National Academies - 1955
American Association for the Advancement of Science

About James Dinsmoor

Born on October 4, 1921 and raised in Woburn, Massachusetts, James Arthur Dinsmoor lived in Britain for part of his youth, which drove some of his lifelong questions of life and science. Dinsmoor attended Dartmouth College and Columbia University and was a social activist and pacifist, serving for a time on the national executive committee of the Young People’s Socialist League. Later, on the faculty at IU, he helped to organize opposition to the war in Vietnam, chaired the first campus teach-in, and spoke on radio programs and at numerous political rallies. In 1966, Jim ran an independent campaign for the United States Congress on a Peace Platform.

After earning his PhD in 1949 at Columbia where he had been a lecturer, Dinsmoor came to Indiana University in 1951, where he rose through the ranks to professor of psychology.

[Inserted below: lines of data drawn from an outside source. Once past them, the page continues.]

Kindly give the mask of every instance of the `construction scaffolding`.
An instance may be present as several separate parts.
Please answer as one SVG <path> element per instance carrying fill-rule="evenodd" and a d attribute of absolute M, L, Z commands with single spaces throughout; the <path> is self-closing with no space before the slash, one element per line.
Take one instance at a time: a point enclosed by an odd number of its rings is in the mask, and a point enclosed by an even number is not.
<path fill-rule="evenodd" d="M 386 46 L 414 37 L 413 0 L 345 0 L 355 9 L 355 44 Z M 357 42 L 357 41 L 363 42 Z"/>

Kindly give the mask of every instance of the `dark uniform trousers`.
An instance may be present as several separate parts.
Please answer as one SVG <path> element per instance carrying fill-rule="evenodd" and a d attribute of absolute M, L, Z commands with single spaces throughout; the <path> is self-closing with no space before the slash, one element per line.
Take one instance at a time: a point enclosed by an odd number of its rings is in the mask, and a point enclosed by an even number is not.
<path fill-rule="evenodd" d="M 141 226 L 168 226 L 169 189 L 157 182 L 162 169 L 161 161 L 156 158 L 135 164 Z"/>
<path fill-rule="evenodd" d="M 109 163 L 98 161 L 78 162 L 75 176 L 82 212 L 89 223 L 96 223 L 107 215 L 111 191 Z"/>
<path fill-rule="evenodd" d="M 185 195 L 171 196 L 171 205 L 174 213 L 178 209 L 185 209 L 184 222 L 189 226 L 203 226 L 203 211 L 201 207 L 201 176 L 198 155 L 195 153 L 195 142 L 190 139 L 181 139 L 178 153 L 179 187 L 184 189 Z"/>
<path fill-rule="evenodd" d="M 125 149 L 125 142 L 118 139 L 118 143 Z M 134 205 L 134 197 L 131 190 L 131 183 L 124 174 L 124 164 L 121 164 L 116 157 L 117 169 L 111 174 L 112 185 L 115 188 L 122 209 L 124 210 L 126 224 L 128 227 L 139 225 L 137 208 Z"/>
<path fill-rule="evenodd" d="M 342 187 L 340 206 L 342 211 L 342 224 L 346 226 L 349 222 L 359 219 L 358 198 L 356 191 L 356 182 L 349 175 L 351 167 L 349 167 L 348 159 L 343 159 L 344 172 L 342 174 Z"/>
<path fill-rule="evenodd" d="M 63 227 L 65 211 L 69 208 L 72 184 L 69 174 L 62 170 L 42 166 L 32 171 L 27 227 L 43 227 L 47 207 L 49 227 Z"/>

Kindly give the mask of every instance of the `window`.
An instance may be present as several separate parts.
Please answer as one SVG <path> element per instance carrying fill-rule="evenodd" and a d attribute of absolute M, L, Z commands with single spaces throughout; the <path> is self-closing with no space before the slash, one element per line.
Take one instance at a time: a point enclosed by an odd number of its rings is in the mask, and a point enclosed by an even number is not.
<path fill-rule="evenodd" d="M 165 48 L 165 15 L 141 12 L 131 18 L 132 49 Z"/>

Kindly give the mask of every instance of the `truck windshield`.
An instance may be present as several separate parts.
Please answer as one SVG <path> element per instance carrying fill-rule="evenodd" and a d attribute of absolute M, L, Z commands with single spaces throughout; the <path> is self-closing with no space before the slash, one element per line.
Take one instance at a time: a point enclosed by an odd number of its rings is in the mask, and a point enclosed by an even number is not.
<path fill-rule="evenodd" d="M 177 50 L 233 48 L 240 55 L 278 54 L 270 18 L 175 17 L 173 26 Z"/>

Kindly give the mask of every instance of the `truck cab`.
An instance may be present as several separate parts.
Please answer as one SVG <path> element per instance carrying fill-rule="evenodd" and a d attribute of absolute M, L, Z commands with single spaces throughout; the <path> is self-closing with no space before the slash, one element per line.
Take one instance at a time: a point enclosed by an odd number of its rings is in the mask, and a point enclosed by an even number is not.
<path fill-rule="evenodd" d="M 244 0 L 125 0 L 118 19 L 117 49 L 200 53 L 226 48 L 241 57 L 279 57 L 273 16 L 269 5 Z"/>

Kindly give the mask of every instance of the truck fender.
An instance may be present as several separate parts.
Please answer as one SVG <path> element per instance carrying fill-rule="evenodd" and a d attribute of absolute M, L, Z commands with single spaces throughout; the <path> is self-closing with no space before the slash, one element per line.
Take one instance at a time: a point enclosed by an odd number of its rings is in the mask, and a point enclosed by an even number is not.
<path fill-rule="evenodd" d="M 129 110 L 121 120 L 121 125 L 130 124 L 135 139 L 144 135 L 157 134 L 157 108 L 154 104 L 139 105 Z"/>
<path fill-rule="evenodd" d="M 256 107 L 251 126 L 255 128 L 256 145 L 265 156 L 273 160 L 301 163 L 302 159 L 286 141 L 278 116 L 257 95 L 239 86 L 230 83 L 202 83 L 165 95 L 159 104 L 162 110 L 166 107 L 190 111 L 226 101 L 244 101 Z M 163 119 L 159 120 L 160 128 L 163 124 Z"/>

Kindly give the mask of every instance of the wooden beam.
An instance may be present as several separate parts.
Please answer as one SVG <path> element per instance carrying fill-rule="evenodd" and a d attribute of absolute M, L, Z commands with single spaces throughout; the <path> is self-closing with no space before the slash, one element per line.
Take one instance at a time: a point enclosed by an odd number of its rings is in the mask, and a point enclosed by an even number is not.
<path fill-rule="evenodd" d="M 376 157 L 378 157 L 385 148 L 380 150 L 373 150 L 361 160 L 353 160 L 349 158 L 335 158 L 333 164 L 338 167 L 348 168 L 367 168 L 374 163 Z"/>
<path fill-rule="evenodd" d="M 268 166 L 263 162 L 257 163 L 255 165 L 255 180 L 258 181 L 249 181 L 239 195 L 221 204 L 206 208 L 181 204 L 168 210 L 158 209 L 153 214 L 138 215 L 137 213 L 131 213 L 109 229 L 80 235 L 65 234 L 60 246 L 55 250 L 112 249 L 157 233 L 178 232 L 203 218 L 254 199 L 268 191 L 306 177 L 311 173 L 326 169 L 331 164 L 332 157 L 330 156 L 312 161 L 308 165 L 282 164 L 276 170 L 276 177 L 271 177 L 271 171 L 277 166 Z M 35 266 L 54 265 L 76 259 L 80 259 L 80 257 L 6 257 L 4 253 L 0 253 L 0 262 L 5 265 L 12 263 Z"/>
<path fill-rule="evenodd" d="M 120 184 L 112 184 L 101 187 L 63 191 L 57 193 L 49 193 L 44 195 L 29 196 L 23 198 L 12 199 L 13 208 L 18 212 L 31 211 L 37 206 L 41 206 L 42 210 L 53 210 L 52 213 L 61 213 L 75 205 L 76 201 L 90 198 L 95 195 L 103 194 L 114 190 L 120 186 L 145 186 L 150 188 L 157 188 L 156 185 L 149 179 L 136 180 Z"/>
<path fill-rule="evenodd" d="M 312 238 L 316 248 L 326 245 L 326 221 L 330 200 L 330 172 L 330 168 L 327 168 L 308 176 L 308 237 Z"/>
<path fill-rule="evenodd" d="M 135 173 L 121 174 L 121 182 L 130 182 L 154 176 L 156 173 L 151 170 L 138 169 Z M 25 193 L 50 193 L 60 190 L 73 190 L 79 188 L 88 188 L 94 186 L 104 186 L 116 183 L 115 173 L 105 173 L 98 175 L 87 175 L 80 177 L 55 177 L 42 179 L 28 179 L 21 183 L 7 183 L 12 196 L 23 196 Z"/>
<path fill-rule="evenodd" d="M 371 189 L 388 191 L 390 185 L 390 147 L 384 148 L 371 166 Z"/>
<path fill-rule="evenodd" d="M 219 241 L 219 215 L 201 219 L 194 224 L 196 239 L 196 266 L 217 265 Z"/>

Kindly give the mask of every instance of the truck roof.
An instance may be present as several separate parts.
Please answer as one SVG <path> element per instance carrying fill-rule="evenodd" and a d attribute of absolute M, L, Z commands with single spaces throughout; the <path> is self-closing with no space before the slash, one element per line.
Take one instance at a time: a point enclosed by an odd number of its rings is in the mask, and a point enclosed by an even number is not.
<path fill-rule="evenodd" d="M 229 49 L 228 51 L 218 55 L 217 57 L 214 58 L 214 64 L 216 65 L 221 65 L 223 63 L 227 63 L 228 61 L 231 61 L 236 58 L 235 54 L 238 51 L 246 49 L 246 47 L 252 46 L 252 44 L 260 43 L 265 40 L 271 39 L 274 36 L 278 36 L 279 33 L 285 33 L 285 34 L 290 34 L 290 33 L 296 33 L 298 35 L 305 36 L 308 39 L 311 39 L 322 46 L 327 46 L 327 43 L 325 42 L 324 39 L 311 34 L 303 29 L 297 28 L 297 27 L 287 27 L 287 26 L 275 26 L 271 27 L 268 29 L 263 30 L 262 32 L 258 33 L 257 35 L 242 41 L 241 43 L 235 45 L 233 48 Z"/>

Dinsmoor’s research focused on the possibility of substituting the power of operant concepts and procedures for philosophical-political debates over untestable theories of the causation of behavior. He made fundamental contributions to the analysis of conditioned reinforcement, the use of signaling (discriminative) stimuli to shape and control behavior related to both positive and negative reinforcers. One of his most influential results was the demonstration that observing responses (responses necessary to discover the likelihood of reward) were maintained only by signals of positive outcomes. A cue that predicted the absence of food or the presence of aversive events did not maintain observing. This finding meant that organisms (including humans) will not work consistently to obtaining information, per se, just information that predicts positive outcomes. Jim was instrumental in bringing the flagship Journal of the Experimental Analysis of Behavior to IU.

He “retired” in 1986, but he continued for 20 additional years presenting papers, interacting with colleagues, and producing significant articles at a rate approaching 1.5 publications a year. Jim was elected a fellow of the American Association for the Advancement of Science and received the Distinguished Service to Behavior Analysis from the Society for the Advancement of Behavior Analysis. The memorial symposium at the convention was titled: “Jim Dinsmoor : Experimentalist, Scholar, and Gentleman.” Jim died August 25, 2005.